I have a 'feeling' that the following series is equal to zero but I'm not sure how I can formally check it. The series is
$$\sum_{m \in \mathbb{Z}^2\backslash\{(0,0)\}}e^{i \theta(m)},$$
where $\theta_m$ is the argument of $m$ if m is interpreted as a complex number. For example if $m = [1, 1]$ is identified with $\hat{m} \in \mathbb{C}$ where $\hat{m} = m_1 + im_2 = 1 + i$, then $\theta(m) = \frac{\pi}{4}$.
If I think of it kind of like an integral it seems like all the oscillations should balance out and the sum should equal to zero? Or maybe this is too naive a viewpoint? How can the integral be evaluated
In this answer I will provide an arrangement such that the series $$S=\sum_{m\in\Bbb Z^2\setminus\{(0,0)\}} e^{i\theta(m)}$$converges and an arrangement such that the series diverges.
In the first case, take a rectangle $\mathcal{R}_n$ of side-length $n>1$ centered at the origin (so that $\mathcal{R}_1$ contains the points $(1,1),(1,0)(1,-1),(0,-1),(-1,-1),(-1,0)$, and $(-1,1)$). Then we have for any $n\in\Bbb N$ that $$\sum_{m\in\mathcal{R}_n}e^{i\theta(m)}=0,$$due to symmetry. Taking the limit as $n\to\infty$, we get a convergent arrangement.

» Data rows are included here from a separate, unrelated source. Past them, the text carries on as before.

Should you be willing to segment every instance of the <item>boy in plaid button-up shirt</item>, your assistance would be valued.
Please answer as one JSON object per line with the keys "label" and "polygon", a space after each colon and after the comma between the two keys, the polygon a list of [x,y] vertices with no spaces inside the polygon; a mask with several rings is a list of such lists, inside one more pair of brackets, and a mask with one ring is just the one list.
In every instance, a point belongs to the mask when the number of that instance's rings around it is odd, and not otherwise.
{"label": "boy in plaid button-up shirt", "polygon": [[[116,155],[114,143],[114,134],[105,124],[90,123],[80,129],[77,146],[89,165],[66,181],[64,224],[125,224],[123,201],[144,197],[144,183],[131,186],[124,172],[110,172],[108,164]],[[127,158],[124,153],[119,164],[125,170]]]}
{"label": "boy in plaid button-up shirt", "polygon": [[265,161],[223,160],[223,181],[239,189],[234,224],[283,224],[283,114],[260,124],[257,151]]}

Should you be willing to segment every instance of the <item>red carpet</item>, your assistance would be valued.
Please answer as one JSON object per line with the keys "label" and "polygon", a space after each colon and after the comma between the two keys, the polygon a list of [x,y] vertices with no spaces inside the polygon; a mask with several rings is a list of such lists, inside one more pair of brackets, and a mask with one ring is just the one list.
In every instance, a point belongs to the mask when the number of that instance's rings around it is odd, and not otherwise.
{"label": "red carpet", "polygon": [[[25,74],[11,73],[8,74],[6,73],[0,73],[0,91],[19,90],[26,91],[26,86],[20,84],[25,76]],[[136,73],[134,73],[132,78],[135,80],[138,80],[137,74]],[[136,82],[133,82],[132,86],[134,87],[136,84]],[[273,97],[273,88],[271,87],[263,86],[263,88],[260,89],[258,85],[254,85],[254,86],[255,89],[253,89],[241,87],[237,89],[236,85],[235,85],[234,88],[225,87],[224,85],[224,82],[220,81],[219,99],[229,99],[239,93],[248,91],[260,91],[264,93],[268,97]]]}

For a divergent arrangement, we'll take a similar approach, but with this case, we'll take $\mathcal{R}_n$ to be a rectangle centered at the origin with side-length $n^2$; however, we'll exclude from $\mathcal{R}_n$ the points on the negative $x$-axis that are a distance of more than $n$ from the origin. This causes the points in the first, second, third, and fourth quadrants to cancel completely each time, while the positive $x$-axis contributes $n^2$ and the negative $x$-axis contributes $-n$ to the sum. Thus, we have $$\sum_{m\in\mathcal{R}_n}e^{i\theta(m)}=n^2-n.$$Clearly as $n\to\infty$, this sum tends to $\infty$.